In the middle of researching these topics, a major event started taking place in Sri Lanka. Driven by an economic crisis that left Sri Lankans without electricity, fuel, gas, and inflation, Sri Lankans took to the streets to protest against the current President and his family known as the ‘Rajapaksa Regime’ as nepotism while heavily utilised.
A peaceful protest with no violence, rioting, or looting, the protestors are keeping it alive with song, dance, humour, and creativity. Unlike previous protests, heavily organised by the government with a majority of Boomer and Gen X attendance, this protest saw a heavy incoming of Gen Y and Gen Z. Sri Lanka, being attacked by old conditioning, started to retaliate with younger creativity. This experience has been a conditioning disrupter to parts of my thinking that have been conditioned by the previous generations.
My question here is who is teaching them all this as this way of thinking is definitely not taught at schools or in the local media.
Based on the current research, the area I’m looking at is the education received outside of the curriculum with the main stakeholders being parents and teachers by profession to open a two-way communication with Gen Z. Under the idea that ‘it takes a village’, I would like to aim at opening up a constructive dialogue between those who are the key personals in that village.

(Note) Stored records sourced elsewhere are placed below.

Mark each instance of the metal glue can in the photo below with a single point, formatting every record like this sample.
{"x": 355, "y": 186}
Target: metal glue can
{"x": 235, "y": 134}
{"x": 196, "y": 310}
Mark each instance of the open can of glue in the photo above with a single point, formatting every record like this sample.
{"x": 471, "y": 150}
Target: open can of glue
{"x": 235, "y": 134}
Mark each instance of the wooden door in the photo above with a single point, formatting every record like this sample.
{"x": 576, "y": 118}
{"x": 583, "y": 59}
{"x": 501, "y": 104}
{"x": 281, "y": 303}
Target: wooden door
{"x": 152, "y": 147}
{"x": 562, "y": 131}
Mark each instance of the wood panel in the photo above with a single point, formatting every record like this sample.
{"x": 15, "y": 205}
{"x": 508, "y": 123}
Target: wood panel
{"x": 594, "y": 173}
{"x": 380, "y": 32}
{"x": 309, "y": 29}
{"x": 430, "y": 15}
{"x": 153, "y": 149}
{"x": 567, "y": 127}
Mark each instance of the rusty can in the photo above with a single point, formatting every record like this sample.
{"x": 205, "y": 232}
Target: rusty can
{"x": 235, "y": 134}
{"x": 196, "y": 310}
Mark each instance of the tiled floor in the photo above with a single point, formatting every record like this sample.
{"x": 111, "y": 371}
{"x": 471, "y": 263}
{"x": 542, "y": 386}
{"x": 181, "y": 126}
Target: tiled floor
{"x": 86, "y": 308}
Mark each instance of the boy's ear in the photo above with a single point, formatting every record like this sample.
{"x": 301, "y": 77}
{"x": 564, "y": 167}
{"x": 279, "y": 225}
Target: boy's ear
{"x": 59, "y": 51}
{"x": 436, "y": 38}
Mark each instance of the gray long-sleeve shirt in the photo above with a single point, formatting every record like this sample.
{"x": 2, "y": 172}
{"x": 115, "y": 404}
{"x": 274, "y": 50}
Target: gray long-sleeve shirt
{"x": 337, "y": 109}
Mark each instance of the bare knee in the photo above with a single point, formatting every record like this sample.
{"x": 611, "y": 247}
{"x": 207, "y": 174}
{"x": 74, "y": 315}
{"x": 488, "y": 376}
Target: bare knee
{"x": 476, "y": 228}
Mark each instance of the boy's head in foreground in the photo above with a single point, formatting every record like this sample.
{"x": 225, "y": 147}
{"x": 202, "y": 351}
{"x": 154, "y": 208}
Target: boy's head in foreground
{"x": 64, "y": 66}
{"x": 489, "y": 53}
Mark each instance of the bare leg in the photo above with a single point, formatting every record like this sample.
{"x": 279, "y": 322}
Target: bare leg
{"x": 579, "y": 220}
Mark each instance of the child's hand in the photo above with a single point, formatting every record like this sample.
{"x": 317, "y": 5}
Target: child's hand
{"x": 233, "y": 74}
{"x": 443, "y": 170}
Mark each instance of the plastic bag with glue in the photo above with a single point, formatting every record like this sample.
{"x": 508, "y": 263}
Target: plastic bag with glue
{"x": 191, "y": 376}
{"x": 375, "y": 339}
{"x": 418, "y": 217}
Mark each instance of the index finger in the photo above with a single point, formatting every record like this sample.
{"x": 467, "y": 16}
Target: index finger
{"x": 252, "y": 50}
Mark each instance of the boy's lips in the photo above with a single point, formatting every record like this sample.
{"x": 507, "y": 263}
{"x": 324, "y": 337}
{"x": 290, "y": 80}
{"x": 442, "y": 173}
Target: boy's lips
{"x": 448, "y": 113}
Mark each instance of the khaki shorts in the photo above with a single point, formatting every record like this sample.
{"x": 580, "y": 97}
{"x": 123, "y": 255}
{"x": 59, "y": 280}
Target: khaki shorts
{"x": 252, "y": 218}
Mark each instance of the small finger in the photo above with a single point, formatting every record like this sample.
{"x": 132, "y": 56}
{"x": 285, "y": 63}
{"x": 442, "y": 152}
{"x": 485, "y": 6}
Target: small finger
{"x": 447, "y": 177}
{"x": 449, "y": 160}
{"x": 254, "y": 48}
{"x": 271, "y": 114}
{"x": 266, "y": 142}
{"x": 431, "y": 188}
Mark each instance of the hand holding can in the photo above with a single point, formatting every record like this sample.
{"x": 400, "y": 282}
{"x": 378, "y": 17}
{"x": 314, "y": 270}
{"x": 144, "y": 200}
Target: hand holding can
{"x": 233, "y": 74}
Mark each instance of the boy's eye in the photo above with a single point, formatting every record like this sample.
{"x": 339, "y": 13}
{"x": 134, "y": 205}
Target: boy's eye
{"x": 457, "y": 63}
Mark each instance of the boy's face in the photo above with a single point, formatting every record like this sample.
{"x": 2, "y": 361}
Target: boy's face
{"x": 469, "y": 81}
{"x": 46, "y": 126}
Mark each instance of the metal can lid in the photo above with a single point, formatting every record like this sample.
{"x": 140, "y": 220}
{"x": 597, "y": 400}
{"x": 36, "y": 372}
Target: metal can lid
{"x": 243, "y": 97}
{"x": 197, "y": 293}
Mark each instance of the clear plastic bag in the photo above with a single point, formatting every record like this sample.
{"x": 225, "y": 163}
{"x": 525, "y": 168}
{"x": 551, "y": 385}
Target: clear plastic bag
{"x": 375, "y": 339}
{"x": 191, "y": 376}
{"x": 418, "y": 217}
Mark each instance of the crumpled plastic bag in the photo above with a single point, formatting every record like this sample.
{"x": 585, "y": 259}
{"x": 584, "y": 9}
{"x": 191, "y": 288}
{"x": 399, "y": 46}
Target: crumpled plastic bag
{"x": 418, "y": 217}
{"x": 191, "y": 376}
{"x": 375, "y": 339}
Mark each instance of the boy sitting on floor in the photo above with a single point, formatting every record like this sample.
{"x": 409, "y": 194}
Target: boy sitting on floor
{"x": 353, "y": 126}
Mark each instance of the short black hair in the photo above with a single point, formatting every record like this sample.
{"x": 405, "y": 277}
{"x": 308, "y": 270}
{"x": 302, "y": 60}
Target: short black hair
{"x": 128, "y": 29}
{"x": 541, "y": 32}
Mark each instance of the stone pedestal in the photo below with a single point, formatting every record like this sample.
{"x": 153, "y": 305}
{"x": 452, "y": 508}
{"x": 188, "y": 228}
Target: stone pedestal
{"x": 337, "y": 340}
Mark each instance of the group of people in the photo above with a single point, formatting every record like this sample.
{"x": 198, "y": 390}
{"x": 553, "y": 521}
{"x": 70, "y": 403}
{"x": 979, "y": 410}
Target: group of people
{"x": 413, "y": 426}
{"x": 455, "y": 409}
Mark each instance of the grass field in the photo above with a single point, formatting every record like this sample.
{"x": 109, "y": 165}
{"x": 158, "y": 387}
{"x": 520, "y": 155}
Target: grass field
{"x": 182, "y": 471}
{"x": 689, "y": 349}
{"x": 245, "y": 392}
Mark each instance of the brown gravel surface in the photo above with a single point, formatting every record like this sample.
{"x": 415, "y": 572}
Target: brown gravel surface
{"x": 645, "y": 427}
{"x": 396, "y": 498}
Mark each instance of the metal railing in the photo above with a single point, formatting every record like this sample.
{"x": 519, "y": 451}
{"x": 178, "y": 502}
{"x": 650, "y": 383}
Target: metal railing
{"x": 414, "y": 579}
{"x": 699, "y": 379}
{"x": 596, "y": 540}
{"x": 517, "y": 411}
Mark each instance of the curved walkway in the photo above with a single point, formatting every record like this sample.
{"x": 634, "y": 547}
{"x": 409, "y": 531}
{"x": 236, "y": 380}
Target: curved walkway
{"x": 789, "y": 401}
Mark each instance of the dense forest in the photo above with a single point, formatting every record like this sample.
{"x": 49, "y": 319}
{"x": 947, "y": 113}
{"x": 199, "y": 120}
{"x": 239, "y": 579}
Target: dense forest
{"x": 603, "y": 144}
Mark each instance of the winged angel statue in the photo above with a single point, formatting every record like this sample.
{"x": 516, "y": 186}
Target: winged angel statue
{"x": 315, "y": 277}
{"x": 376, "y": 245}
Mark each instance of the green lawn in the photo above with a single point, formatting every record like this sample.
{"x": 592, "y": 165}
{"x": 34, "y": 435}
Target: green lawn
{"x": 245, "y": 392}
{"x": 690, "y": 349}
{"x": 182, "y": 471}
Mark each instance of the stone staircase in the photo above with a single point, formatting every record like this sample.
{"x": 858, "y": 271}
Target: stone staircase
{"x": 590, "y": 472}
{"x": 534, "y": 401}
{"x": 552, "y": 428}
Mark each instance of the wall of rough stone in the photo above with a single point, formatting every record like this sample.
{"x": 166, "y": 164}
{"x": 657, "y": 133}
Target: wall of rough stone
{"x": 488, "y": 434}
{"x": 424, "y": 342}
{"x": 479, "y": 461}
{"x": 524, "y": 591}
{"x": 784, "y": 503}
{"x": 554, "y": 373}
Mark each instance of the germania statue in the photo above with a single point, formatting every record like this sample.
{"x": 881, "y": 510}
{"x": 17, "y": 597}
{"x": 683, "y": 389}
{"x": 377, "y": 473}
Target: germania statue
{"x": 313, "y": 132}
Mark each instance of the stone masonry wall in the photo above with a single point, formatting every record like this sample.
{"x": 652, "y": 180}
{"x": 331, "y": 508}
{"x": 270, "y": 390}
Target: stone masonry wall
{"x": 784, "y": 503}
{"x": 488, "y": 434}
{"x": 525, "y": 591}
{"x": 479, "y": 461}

What: Younger generations should not be hating who they are, their surroundings, or where their lives are heading.
Who: There should be a certain change happening between generations where they make space to understand each other and instill the traditions that are rational to keep and understand the ‘culture’ that is now.
Where: The village it takes to raise a child. Focusing mainly those responsible for giving an education outside the school system.
Why: More and more Gen Z students are jaded about their current lives and where their future is going.
How: Currently, based on my observations in the classroom and interview findings, I am looking at four areas that could be used to drive this intention; empathy, adaptability, curiosity, and being global citizens with Sri Lankan roots.